En un parpadeo, me hallo en Vall d’Hebron con mi padre. Entramos en el edificio principal y cuando nos disponemos a cruzar el pasillo, un guardia nos barra el paso.
—Si vais a urgencias tenéis que dar la vuelta al edificio. El fondo del pasillo ya es zona COVID. Podríais infectaros.
Un escalofrío recorre mi cuerpo. Observo el fondo del corredor y siento una amenaza invisible acechando al otro lado. Solo se vislumbra una blanca luz de fluorescente, una silla de ruedas vacía y una mesa llena de artilugios médicos. Me vienen a la cabeza escenas de películas de zombis y hospitales abandonados. En este momento deseo no haberlas visto.
Salimos del edificio en silencio y subimos por una cuesta asfaltada a la derecha del mismo. Siento como si los pulmones me fueran a estallar. Hacía días que solo me levantaba para ir al baño y a la cocina, y ahora cualquier grano de arena se me hace una montaña. El hospital tiene un aspecto apocalíptico. No hay rastro de vida por las calles. Puedo sentir las almas de los enfermos sufriendo a través de los bloques de ladrillos.
Al llegar al final de la cuesta, entre jadeos y dolores, vislumbro una caravana de ambulancias aparcadas que se alinean en dirección al departamento de urgencias. Un grupo de trabajadores fuman en la salida durante su merecido descanso. Otros no encuentran el ánimo para ello y yacen extenuados sobre la hierba, bajo los últimos rayos de luz solar. La escena es extrañamente bella, pero arrebatadoramente desoladora.

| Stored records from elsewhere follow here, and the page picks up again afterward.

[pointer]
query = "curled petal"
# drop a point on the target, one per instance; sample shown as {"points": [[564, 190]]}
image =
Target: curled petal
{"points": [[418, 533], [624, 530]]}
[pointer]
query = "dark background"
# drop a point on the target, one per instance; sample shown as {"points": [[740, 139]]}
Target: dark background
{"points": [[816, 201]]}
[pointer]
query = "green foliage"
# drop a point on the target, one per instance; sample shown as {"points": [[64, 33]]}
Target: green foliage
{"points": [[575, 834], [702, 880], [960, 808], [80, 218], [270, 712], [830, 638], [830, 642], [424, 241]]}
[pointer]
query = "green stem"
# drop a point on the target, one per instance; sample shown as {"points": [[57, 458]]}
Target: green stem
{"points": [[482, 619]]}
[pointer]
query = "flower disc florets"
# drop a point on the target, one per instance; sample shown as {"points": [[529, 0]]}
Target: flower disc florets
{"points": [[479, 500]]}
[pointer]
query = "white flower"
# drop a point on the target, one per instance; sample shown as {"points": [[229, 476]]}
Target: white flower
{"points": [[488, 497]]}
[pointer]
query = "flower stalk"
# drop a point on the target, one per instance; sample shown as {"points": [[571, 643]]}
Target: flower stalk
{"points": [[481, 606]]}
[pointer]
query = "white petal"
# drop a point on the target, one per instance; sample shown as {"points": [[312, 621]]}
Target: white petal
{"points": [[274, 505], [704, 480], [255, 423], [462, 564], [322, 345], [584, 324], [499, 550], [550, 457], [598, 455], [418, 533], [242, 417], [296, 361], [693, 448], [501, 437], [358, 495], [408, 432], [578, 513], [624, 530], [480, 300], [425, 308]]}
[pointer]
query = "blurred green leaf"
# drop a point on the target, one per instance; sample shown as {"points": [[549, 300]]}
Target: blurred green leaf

Sólo hay dos pacientes en la sala de espera, equipados con guantes y mascarillas. Siento ganas de toser e intento reprimirlas sin éxito. Aunque también voy protegido, no quiero que cunda el pánico en la sala. No quiero sentirme como un apestado. Mi pecho carraspea violentamente y miro a mi alrededor. Nadie mira hacia mí, pues seguramente ya estén infectados.
Reflexiono sobre mi situación y mi intuición me sigue diciendo que no puedo haber pillado el virus. Mi padre ya me lo decía, —vas muy fresco por casa, tienes que abrigarte—, —no te has secado bien el pelo al salir de la ducha—, y la verdad es que tenía razón. Tengo asma y soy sensible a los cambios de temperatura. No debería haber sido tan negligente, pero ahora ya es tarde. Seguramente una bronquitis se haya convertido en una neumonía por no haber visitado el médico a tiempo. Y ahora nuestros temores se han hecho realidad. Nos hemos visto obligados a ponernos en riesgo para venir al hospital. Mi padre tiene sesenta y dos años, es asmático y fumador. Además, se encarga de cuidar a mi querida y valetudinaria abuela de noventa y un años. Si el virus nos alcanza, tendremos un gran problema.
Con estos pensamientos en la cabeza, entro en la consulta. Papá pregunta si puede acompañarme, pero le dicen que no debería estar aquí. Es peligroso para él y, además, los resultados de mis pruebas van para largo. Me sonríe y me da mi mochila. Ya vine preparado por si tenían que ingresarme. En esta vida uno siempre tiene que estar preparado para lo peor. En esta ocasión, pasarían días hasta que viera a mi padre de nuevo.